Before the words were even out of my mouth, Jules had her phone out to text the others. Besides, from the brief glimpse I’d gotten, it looked like Beck was busy planning his weekend hookup anyway. At least some things hadn’t changed.
Beck and I had always been best friends growing up together, and we’d stayed close since. He was probably wondering, like Jules, if I’d fallen off the face of the earth these past few weeks. Only my parents knew what happened, and it had been hard enough telling them.
“Done. Let’s go,” Jules said, linking arms with me. She lived within walking distance, one of the few benefits of living in Cedar Falls.
Heart heavy, I took one last glance at my parents’ bar. Tomorrow, I’d face the questions. Tonight, I just needed to breathe.
3
BECK
“Need help behind the bar?”
“Nah, I’m good. You can head,” I told Spence. With Cole in town, the four of us would be lingering for a while.
Mason, who showed up after his wife had fallen asleep, spun around on his stool to answer Spencer, or Spence, as we called the kid.
“How’s the geometry coming along?”
Spence made the same face I did when someone ordered Brussels sprouts. How the hell anyone could eat those things was beyond me.
“Better than my love life,” Spence quipped.
Parker chuckled. He was the one who got Spence this job after working a few construction jobs with him. Nineteen at the time, now twenty-one, he quickly learned homebuilding wasn’t his thing. But Spence was good with people and thrived here. Even so, I finally convinced him to go back for his GED.
“Bring your geometry to the bar,” Mason said, waving toward me. “This one will help you.”
My hand moved in circular motions as I wiped down the bar, lingering over a beer ring. People really needed to learn to use coasters.
“Beck?” Spence asked, incredulous.
“Don’t let the glasses,” Parker quipped, nodding to Cole, “and yuppy clothes fool you. Everyone assumes he’s the smart one of our bunch?—”
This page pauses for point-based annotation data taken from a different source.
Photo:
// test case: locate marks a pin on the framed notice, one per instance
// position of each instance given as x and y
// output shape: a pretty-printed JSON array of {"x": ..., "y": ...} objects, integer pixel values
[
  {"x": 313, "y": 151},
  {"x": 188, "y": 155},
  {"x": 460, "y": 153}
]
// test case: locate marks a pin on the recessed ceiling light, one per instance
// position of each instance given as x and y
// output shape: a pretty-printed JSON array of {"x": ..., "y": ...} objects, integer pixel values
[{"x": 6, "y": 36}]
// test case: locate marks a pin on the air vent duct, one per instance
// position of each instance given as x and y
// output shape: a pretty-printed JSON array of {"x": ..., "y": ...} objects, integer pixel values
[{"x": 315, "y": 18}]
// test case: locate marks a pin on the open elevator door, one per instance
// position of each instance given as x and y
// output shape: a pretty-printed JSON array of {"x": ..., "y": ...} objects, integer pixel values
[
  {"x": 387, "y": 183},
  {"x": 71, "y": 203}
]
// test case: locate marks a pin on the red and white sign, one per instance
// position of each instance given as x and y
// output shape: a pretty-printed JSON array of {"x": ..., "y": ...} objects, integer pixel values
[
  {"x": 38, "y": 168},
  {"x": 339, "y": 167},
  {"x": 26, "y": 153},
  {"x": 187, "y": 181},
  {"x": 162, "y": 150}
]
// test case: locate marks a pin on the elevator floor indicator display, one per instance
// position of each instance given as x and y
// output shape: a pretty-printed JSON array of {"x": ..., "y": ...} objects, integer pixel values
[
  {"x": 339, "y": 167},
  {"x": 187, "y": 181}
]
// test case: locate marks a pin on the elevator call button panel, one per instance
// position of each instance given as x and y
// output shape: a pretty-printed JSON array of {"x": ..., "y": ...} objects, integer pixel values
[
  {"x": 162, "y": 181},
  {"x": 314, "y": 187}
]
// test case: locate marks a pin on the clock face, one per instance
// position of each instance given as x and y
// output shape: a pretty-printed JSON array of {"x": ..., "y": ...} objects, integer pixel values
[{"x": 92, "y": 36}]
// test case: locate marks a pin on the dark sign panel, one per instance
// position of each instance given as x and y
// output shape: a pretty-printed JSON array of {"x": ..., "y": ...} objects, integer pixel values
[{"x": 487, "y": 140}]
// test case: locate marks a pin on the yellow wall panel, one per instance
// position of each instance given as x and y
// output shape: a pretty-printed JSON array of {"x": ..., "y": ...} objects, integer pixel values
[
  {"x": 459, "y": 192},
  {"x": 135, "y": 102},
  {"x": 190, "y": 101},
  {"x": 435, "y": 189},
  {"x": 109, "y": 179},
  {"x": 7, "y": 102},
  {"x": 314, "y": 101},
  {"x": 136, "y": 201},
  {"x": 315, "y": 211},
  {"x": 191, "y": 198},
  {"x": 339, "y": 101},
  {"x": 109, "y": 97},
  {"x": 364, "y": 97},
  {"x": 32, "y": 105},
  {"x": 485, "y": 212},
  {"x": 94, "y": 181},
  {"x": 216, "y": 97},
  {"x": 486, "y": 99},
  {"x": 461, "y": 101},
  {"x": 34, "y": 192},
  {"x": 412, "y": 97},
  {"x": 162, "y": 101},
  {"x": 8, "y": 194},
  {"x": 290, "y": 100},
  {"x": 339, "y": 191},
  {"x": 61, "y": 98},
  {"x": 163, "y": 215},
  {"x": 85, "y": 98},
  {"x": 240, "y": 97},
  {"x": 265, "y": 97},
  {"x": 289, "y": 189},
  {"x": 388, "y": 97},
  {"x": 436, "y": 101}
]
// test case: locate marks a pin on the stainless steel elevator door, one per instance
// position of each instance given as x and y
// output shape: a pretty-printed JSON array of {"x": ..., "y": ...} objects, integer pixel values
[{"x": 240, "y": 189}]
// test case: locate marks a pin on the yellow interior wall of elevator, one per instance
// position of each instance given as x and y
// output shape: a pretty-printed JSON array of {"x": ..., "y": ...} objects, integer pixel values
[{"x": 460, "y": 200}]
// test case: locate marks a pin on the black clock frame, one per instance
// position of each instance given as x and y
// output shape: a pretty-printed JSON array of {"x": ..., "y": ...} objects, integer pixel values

“Because I am,” Cole said as if it were a foregone conclusion.
“But your boss has a higher IQ than all of us.”
Though I was technically the manager, I considered Mr. O’Malley the boss. Not me. Also… “How the hell do you know my IQ?”
“Jesus.” Cole took a sip of whiskey. “He doesn’t even know what a metaphor is yet you think he’s the smartest of us?”
“I know what a metaphor is.”
Mason sat back in his seat, eyeing toward the door. A former NYC cop and army ranger, he still looked for threats around every corner, forgetting we were in Cedar Falls.
“So what is it?” Cole asked me.
“It’s like… a simile, but without the training wheels.”
Cole let out a bark of laughter.
“I don’t get it,” Spence said.
“Join the club,” Mason assured him.
“Beck’s been reading again,” Cole muttered. “Next thing you know, he’ll start quoting Shakespeare.”